3. “Sustainability” has become a buzz word in the last 24 months but I feel Glen’s has led the way and always promoted values of sustainability long before. Do you have suggestions for people in business and policy looking to incorporate more eco-friendly practices to their community?
You don’t have to be perfect to do good. Just commit to making a little progress each day, or, as we say at Glen’s: “one bite at a time.”
A few ideas:
- Choose more energy efficient lighting
- Forego single-use plastic
- Find ways to reduce meat consumption
- Collect your compost
- Engage in and encourage low-carbon commuting
- Champion other businesses that share your commitment to sustainability
This isn’t hard stuff, and it doesn’t have to be expensive. Just pick a few things, stick with them and the cumulative effect over time will be substantial.
4. There’s a lot of focus on investing in women but you’ve ACTUALLY put thousands of dollars to work. What traits do you look for in entrepreneurs when investing? What have you found in entrepreneurs that have stayed in business and not?
When deciding whether to invest (and that can mean anything from writing a check to promoting a brand though our various channels), I look for two things: resilience and dedication.
Owning a small business isn’t a side-hustle, it’s an all-in, all-the-time proposition, so I don’t waste my time with folks who’s ideas are exploratory or half-baked. I also need to feel like the person is adaptable. Small business is truly grueling. If you can’t take feedback constructively and adapt, you’ll fail. I actively seek out partnerships with women who demonstrate those two qualities.
5. It’s easy to want to do everything. As a Founder, we innately want to create and start a new this, a new that.

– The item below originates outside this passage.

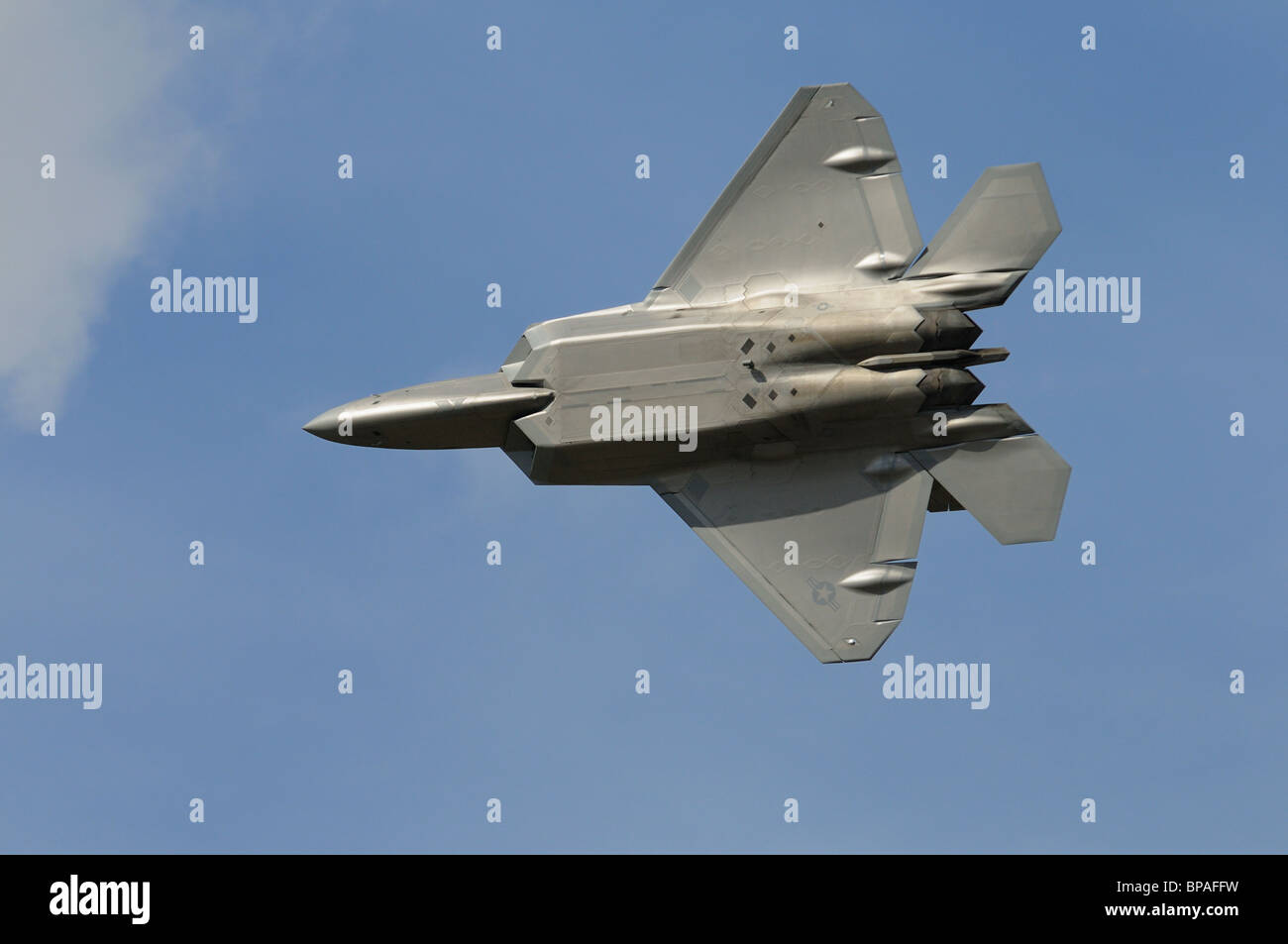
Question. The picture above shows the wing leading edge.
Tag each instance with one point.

In your CEO journey how have you been able to stay focused on the company’s core pillars and 3-5 year plan? What does “wellthy” mean for you?
I highly recommend a book called “Traction“, by Gino Wickman. It revolutionized the way I lead my team to focus on short, mid and long-range goals to ensure we’re constantly moving in the right direction. I took the whole senior team out to the woods for two days this past Spring to reimagine our Mission Statement, our Values and our collective goals and aspirations. It was transformative.
In the beginning, there was just me, sitting in a room, imagining how my business could, should and would operate. Now, six years later, I sit with my senior team to ask the toughest questions of all: what are we doing, why are we doing it, and what can we achieve together?
We’ve dedicated ourselves to the achievement of our joint vision, which has produced tangible goals we hold each other accountable to every single week.
More About Glen's:
Glen’s has launched nearly 90 sustainability focused food businesses, of which over 50 are woman-owned and more than 20 were founded by people of color. Every decision she makes for Glen’s puts the environment first. Danielle hosts a weekly radio show called Everyday Enviro about ways to reduce our personal carbon footprint.